O Golfo responde por cerca de 9 por cento da oferta global de alumínio primário. Com aproximadamente 3,5 milhões de toneladas de capacidade anualizada em risco nos próximos meses, a disrupção tem implicações significativas para os mercados globais de alumínio. Carsten Menke, diretor de pesquisa de próxima geração na Julius Baer, observou que preços acima de $3,500 por tonelada sinalizam que o mercado talvez precise ver destruição de demanda para reequilibrar a oferta.
Dois laminadores declararam força maior no início da guerra, refletindo o fechamento de fato do Estreito de Ormuz. Desde então, produtores do Golfo começaram a garantir saídas alternativas via portos que não dependem do estreito. No entanto, ao considerar danos e desafios logísticos, a Julius Baer estima que apenas cerca de 40 a 45 por cento da produção da região será redirecionada.
Menke afirmou que uma onda mais ampla de cortes de produção no Oriente Médio além dos níveis atuais não parece provável, já que rotas comerciais alternativas foram asseguradas e as tensões diminuíram, reduzindo o risco de danos adicionais. O destino de laminadores individuais não determina o de outros, ele acrescentou.
Assumindo que não haja uma nova escalada das tensões no Oriente Médio, Menke disse que os preços estão perto de seu pico. No entanto, se as hostilidades escalarem novamente e resultarem em danos duradouros à infraestrutura de alumínio na região, os preços poderão subir mais 10 por cento em relação aos níveis atuais.

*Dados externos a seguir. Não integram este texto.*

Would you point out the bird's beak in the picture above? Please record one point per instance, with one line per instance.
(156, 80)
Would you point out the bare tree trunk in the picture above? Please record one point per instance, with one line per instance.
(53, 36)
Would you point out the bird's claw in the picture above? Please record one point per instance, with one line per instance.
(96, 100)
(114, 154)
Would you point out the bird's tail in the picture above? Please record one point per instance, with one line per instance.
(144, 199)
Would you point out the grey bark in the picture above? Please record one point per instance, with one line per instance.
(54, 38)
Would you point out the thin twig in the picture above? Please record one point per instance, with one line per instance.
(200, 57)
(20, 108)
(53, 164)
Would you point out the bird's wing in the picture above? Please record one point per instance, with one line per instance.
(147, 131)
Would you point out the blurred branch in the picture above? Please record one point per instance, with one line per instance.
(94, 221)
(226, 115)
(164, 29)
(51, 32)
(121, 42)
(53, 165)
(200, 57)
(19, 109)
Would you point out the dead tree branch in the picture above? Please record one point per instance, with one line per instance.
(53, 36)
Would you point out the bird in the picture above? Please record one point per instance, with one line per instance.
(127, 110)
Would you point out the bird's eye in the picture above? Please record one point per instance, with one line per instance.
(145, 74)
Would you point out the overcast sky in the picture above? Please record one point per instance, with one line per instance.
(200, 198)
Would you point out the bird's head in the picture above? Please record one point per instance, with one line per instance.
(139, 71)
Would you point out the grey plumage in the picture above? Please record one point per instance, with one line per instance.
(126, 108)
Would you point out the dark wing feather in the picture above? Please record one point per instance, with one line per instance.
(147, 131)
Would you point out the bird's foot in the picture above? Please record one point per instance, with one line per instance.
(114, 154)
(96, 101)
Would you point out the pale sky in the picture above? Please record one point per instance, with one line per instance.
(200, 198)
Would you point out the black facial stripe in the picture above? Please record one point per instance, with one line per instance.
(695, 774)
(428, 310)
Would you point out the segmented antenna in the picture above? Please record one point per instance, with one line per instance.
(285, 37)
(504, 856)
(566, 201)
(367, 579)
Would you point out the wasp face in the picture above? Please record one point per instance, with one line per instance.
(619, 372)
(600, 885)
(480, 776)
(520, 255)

Um fator-chave para o mercado recuar a partir dos níveis atuais seria perceber que o redirecionamento anunciado da produção está realmente funcionando, de acordo com Menke.
O risco de um choque real de oferta global foi drasticamente reduzido pelos esforços das refinarias do Oriente Médio para redirecionar as importações de matéria-prima e as exportações de produtos finais, observou Menke. Evitar o gargalo do estreito foi fundamental para eles manterem a produção e as receitas.